Paid Parental Leave - a great start

  • Laila Harré
Labour

From July 1 2002 20,000 working women a year will qualify for 12 weeks paid parental leave following the birth or adoption of a child, Labour Minister Margaret Wilson and Associate Labour Minister Laila Harré announced today.

The scheme will cover about two thirds of working mothers who have babies, the rest are either self employed or don’t meet the eligibility criteria set out under the Parental Leave and Employment Protection Act 1987. These women will still qualify for the Parental Tax Credit if they are on low incomes.

Margaret Wilson said paid parental leave is a significant social policy advance and represents a major achievement for the government and the unions and women’s groups who have campaigned for such a change over many years.

“The Labour Party campaigned at the last election for paid parental leave, supporting a 12-week period as soon as economic conditions allowed.

“The scheme as announced today is a cost-effective enhancement of working conditions for New Zealanders. It continues the process of bringing employment conditions in New Zealand into line with the norm for similar countries”.

Laila Harré said the Alliance has consistently put 12 weeks paid parental leave forward as a priority, and today's announcement will go down in history as one of our most significant achievements within the Labour-Alliance Coalition Government.

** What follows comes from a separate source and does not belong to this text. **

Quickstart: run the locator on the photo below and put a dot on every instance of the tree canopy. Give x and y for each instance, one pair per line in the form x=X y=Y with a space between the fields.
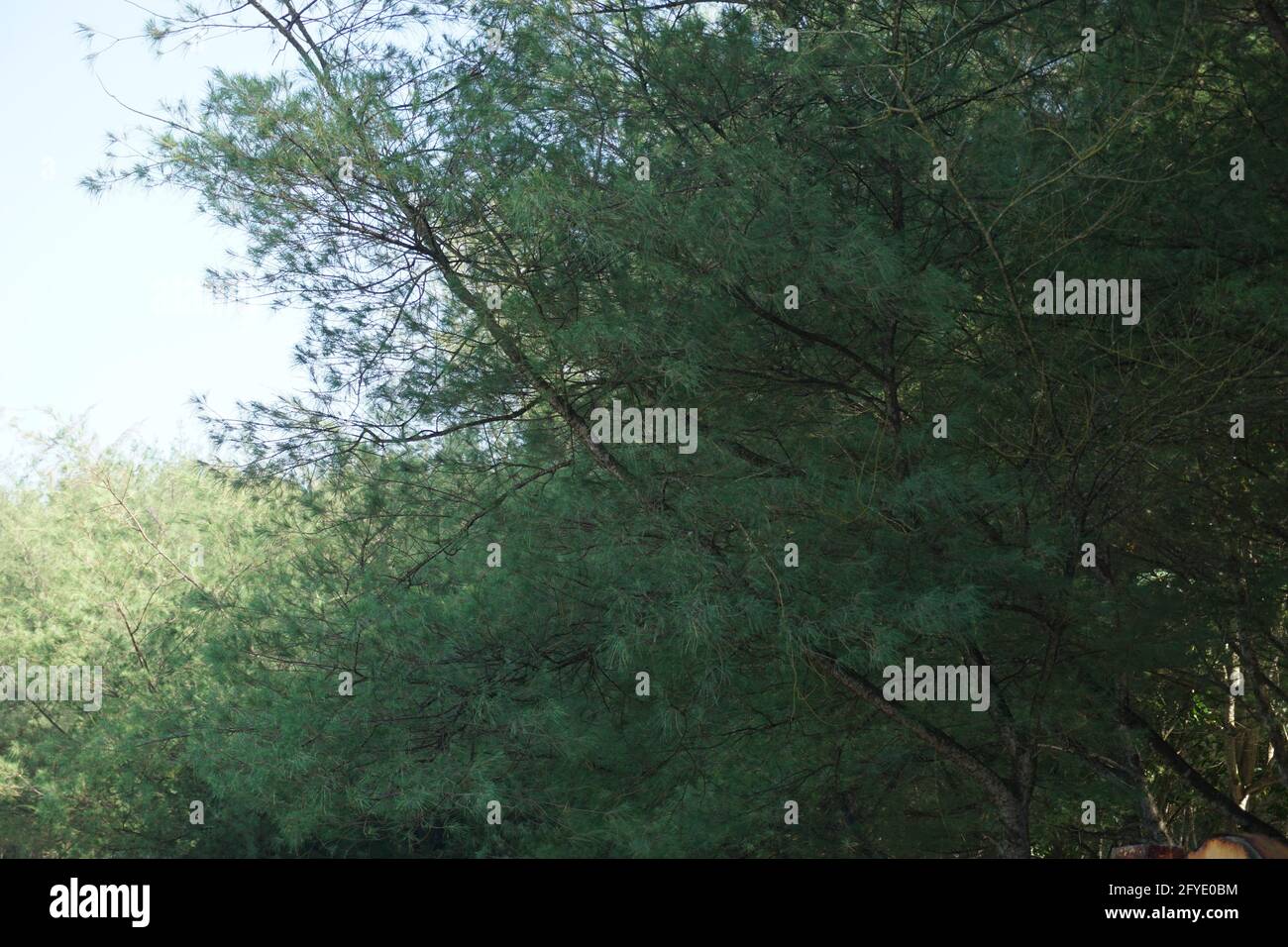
x=818 y=224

"This paid parental leave scheme should be seen as a good starting point. It's now up to New Zealanders to decide how it can best be expanded, and how this should be paid for.

“This is the first non means-tested piece of income policy since the family benefit was abolished. The fact that this Government has introduced paid parental leave as a universal provision is a significant shift.”

Eligible women will receive a maximum payment of $325 gross per week, which equates to 53 per cent of New Zealand’s average male and female weekly earnings. The annual gross cost for the scheme is estimated at about $57 million once PTC savings and tax are accounted for. The new government money needed is estimated at around $42 million, including implementation and delivery.

This equates to a net figure (based on a 21 per cent tax rate) of $256.75.

Up to half of female wage and salary earners will get 80 per cent of their earnings, and about one third will get 100 per cent.

Eligibility for paid parental leave will be based on the existing criteria set out under the Parental Leave and Employment Protection Act 1987.

This means parents who have been in paid employment with a single employer for 10 or more hours a week for a full year before the due birth or adoption date of a child will receive $325 gross per week or 100 per cent of their previous weekly earnings, whichever is lower.

The Department of Labour as the agency responsible for delivery of PPL will be contracting IRD to process the payments. The Department of Labour will be responsible for public information on the scheme and responding to inquiries about eligibility.

Payment can be shared between eligible partners, including those in same sex relationships.

The existing criteria for unpaid extended leave of up to 52 weeks will not change.